Re: [PATCH 1/8] signal: Make SIGKILL during coredumps an explicit special case

From: Olivier Langlois
Date: Sat Jan 15 2022 - 14:24:37 EST


On Fri, 2022-01-14 at 18:12 -0600, Eric W. Biederman wrote:
> Linus Torvalds <torvalds@xxxxxxxxxxxxxxxxxxxx> writes:
>
> > On Tue, Jan 11, 2022 at 10:51 AM Eric W. Biederman
> > <ebiederm@xxxxxxxxxxxx> wrote:
> > >
> > > +       while ((n == -ERESTARTSYS) &&
> > > test_thread_flag(TIF_NOTIFY_SIGNAL)) {
> > > +               tracehook_notify_signal();
> > > +               n = __kernel_write(file, addr, nr, &pos);
> > > +       }
> >
> > This reads horribly wrongly to me.
> >
> > That "tracehook_notify_signal()" thing *has* to be renamed before
> > we
> > have anything like this that otherwise looks like "this will just
> > loop
> > forever".
> >
> > I'm pretty sure we've discussed that "tracehook" thing before - the
> > whole header file is misnamed, and most of the functions in theer
> > are
> > too.
> >
> > As an ugly alternative, open-code it, so that it's clear that "yup,
> > that clears the TIF_NOTIFY_SIGNAL flag".
>
> A cleaner alternative looks like to modify the pipe code to use
> wake_up_XXX instead of wake_up_interruptible_XXX and then have code
> that does pipe_write_killable instead of pipe_write_interruptible.

Do not forget that the problem might not be limited to the pipe FS as
Oleg Nesterov pointed out here:

https://lore.kernel.org/io-uring/20210614141032.GA13677@xxxxxxxxxx/

This is why I did like your patch fixing __dump_emit.

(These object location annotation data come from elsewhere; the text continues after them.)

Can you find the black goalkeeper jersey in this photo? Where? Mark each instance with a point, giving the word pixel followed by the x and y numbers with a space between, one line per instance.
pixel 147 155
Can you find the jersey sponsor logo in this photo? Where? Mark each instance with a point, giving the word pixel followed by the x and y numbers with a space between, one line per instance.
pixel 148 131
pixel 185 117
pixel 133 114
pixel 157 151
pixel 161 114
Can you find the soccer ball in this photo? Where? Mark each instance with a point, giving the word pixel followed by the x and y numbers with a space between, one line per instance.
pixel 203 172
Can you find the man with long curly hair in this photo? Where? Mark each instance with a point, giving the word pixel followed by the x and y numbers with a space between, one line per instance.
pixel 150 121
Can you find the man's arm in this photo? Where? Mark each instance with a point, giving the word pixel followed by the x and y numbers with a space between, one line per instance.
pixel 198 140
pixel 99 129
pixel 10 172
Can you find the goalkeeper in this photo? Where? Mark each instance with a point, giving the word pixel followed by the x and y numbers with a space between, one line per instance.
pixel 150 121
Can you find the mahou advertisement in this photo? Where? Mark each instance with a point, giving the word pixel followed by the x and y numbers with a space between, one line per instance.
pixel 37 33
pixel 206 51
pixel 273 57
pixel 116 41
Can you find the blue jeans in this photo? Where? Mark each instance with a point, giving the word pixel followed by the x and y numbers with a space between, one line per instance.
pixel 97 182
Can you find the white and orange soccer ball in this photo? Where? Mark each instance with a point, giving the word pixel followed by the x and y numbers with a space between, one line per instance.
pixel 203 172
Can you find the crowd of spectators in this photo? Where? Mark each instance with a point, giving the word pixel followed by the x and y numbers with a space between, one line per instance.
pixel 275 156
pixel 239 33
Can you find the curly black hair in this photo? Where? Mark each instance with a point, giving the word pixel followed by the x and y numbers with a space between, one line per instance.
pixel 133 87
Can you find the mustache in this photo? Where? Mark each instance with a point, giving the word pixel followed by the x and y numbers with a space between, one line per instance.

If the only
problem is the tracehook_notify_signal() function unclear name, that
should be addressed instead of trying to fix the problem in a different
way.
>
> There is also a question of how all of this should interact with the
> freezer, as I think changing from interruptible to killable means
> that
> the coredumps became unfreezable.
>
> I am busily simmering this on my back burner and I hope I can come up
> with something sensible.

IMHO, fixing the problem on the emit function side has the merit of
being future proof if something else than io_uring in the future would
raise the TIF_NOTIFY_SIGNAL flag

but I am wondering why no one commented anything about my proposal of
cancelling io_uring before generating the core dump therefore stopping
it to flip TIF_NOTIFY_SIGNAL while the core dump is generated.

Is there something wrong with my proposed approach?
https://lore.kernel.org/lkml/cover.1629655338.git.olivier@xxxxxxxxxxxxxx/

It did flawlessly created many dozens of io_uring app core dumps in the
last months for me...

Olivier